So, I was reading "Song of Solomon" a couple weeks ago. Quick, which Toni Morrison novel is an episodic narrative concerning an ensemble of eccentric and pseudo-mystic African-Americans living in the colored ghetto part of a post-Civil War, pre-Civil Rights Midwest town, and includes an open and frank discussion on bodily functions and gender relations? The answer of course is "All of them." After trudging through "Sula" and "Beloved," Morrison was precipitously close to being yet another one of those important-sounding-authors that I respect more than I actually like. Nothing personal against her, maybe I'm just too white or too male, or even too 21st-century to totally get what she's doing.
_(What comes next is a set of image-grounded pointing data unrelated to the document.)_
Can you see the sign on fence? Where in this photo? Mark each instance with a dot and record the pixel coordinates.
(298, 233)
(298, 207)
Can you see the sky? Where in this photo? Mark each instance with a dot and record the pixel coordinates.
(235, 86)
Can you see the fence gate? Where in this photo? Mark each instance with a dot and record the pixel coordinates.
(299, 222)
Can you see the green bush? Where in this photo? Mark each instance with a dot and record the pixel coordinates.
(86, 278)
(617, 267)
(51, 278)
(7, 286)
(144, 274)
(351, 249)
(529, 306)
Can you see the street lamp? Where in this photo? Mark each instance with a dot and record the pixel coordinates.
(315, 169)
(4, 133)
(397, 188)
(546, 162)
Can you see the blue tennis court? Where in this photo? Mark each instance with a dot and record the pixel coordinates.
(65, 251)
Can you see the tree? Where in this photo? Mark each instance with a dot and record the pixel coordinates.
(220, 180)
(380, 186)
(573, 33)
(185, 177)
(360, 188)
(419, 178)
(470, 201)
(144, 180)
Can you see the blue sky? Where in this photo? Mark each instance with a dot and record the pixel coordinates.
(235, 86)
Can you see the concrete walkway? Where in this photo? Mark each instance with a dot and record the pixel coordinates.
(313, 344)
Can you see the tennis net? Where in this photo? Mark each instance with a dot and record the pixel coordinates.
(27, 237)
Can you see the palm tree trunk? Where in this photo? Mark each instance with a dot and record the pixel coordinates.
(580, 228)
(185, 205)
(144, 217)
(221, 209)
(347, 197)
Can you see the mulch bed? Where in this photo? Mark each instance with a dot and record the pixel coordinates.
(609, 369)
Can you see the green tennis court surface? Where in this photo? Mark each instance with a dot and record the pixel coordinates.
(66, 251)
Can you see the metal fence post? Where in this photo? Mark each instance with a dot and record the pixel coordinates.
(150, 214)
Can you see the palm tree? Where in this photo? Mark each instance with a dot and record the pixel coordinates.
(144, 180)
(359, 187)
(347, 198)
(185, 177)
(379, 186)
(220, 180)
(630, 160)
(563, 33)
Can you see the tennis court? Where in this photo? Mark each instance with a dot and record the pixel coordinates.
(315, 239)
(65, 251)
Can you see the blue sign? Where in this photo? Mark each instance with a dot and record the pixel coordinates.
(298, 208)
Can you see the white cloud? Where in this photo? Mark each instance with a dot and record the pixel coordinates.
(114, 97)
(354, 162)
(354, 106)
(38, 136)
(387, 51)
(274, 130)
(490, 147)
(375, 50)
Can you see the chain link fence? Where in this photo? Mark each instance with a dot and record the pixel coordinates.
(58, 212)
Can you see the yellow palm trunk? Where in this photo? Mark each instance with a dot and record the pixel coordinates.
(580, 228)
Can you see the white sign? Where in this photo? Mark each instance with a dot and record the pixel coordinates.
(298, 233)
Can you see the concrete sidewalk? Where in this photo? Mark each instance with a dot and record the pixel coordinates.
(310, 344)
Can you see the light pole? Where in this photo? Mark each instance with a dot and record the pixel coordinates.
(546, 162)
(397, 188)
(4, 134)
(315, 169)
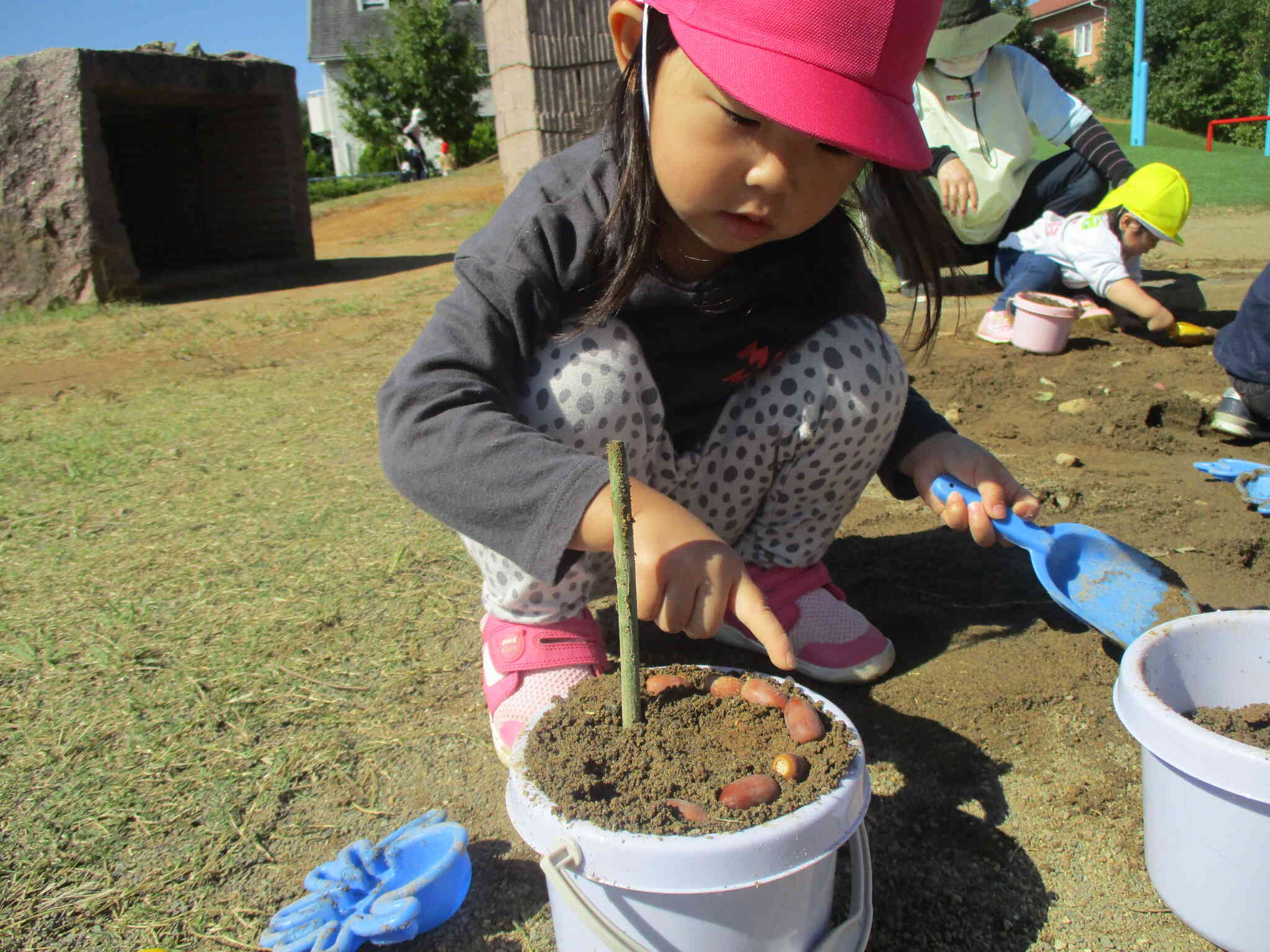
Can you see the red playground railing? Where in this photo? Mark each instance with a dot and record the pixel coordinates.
(1225, 122)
Of course, I used to say that about Victorian novels, too--I read "Middlemarch" you see, and I found the whole affair to just be so dreadfully stuffy, petty, and foreign to my American sensibilities to feel accessible. Who cares if understanding English class-structure might help me comprehend the book better, bollocks on the whole thing, good-riddance to England and viva la revolucion!
But then, "Great Expectations" and "Jane Eyre" were both written in that era--indeed, neither of those novels could be written today, given how much has changed since then. But there is still something hauntingly personal, something distractingly familiar, about these characters, that cause self-reflection and an aching longing, so that even though they are thorough products of the Victorians, they've long outlasted them.
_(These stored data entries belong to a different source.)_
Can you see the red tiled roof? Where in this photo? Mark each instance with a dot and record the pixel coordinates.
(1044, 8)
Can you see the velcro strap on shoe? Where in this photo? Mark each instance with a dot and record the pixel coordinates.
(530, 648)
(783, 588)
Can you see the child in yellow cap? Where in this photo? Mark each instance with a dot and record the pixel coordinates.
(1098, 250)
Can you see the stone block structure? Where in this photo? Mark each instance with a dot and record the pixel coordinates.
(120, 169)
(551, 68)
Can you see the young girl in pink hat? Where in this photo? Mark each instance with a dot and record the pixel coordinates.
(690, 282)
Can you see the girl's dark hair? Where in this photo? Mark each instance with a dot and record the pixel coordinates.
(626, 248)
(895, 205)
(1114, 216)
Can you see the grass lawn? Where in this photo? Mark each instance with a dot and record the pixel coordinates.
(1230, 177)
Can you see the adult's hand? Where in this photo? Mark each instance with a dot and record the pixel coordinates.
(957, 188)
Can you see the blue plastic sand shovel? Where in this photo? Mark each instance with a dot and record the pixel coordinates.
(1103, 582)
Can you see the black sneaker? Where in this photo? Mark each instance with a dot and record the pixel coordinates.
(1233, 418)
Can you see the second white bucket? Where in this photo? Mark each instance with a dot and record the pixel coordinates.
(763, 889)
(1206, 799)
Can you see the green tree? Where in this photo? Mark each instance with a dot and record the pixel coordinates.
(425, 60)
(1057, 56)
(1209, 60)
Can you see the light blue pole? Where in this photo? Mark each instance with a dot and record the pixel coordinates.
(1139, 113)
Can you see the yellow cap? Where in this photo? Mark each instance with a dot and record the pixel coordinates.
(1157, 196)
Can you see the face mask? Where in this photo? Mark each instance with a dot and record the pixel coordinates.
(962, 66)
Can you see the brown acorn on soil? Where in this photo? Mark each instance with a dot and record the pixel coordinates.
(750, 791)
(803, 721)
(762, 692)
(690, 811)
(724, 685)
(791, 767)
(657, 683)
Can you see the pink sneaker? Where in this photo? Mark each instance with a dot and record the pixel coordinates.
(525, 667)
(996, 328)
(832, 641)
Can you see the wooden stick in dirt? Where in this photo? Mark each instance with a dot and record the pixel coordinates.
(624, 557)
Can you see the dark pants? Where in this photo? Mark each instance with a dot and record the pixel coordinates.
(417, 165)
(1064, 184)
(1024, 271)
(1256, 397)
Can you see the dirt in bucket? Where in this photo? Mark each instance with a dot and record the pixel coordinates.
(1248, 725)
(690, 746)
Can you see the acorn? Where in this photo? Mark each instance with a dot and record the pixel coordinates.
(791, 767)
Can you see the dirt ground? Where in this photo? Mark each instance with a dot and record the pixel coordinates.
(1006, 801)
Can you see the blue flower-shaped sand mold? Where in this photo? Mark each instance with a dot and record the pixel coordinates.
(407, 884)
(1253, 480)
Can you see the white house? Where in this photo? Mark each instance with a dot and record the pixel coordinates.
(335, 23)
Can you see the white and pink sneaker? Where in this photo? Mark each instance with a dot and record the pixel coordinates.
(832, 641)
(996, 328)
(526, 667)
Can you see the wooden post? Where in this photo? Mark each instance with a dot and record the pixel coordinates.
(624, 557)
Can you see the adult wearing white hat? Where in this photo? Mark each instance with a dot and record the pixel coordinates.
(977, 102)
I had a similar experience once I breached the second-half of "Song of Solomon." Now, doubtless there are simply certain facets of the novel I still haven't comprehended simply because I haven't experienced being Black--just as there are doubtless parts of "Great Expectations" I don't get because I'm not a Victorian Englishman. Nevertheless, somehow the character of Milkman Dead, as he engaged on that most banal of plot-devices--the buried-treasure hunt--transcended the text in that second-half to become something far more real, a character who was alarmingly familiar, one who both condemned by association the worst in me while mapping out the best of our potential.
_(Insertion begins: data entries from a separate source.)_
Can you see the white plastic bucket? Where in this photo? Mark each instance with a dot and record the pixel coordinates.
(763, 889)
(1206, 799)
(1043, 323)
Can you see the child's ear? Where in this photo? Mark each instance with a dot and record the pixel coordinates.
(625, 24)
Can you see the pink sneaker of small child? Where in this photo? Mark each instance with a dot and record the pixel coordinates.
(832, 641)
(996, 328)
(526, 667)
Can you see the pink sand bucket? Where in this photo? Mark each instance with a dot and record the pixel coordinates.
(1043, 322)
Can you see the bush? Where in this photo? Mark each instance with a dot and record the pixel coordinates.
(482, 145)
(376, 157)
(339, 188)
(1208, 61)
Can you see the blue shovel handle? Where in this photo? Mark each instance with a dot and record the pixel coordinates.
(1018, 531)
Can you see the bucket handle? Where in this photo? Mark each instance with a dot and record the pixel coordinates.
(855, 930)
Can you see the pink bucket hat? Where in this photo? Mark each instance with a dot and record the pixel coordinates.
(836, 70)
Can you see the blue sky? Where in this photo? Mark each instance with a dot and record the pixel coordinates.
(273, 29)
He doesn't transcend his circumstances, oh no--he transcends because of his background, his family, his roots, the whole, strange, wild, eccentric, sordid, mad, lunatic pageantry that produced him. The book made me consider how much more I should value my own strange family-ties, in a manner that no mere greeting-card salutations or maudlin-Hollywood-celluloid could ever do. No, "Song of Solomon" has blood and guts to it, it feels, it strikes, it's as messy as life--it's head and shoulders above "Beloved." And in the climactic, self-destructive finale, I'm tempted to thinnk that Milkman really does fly away.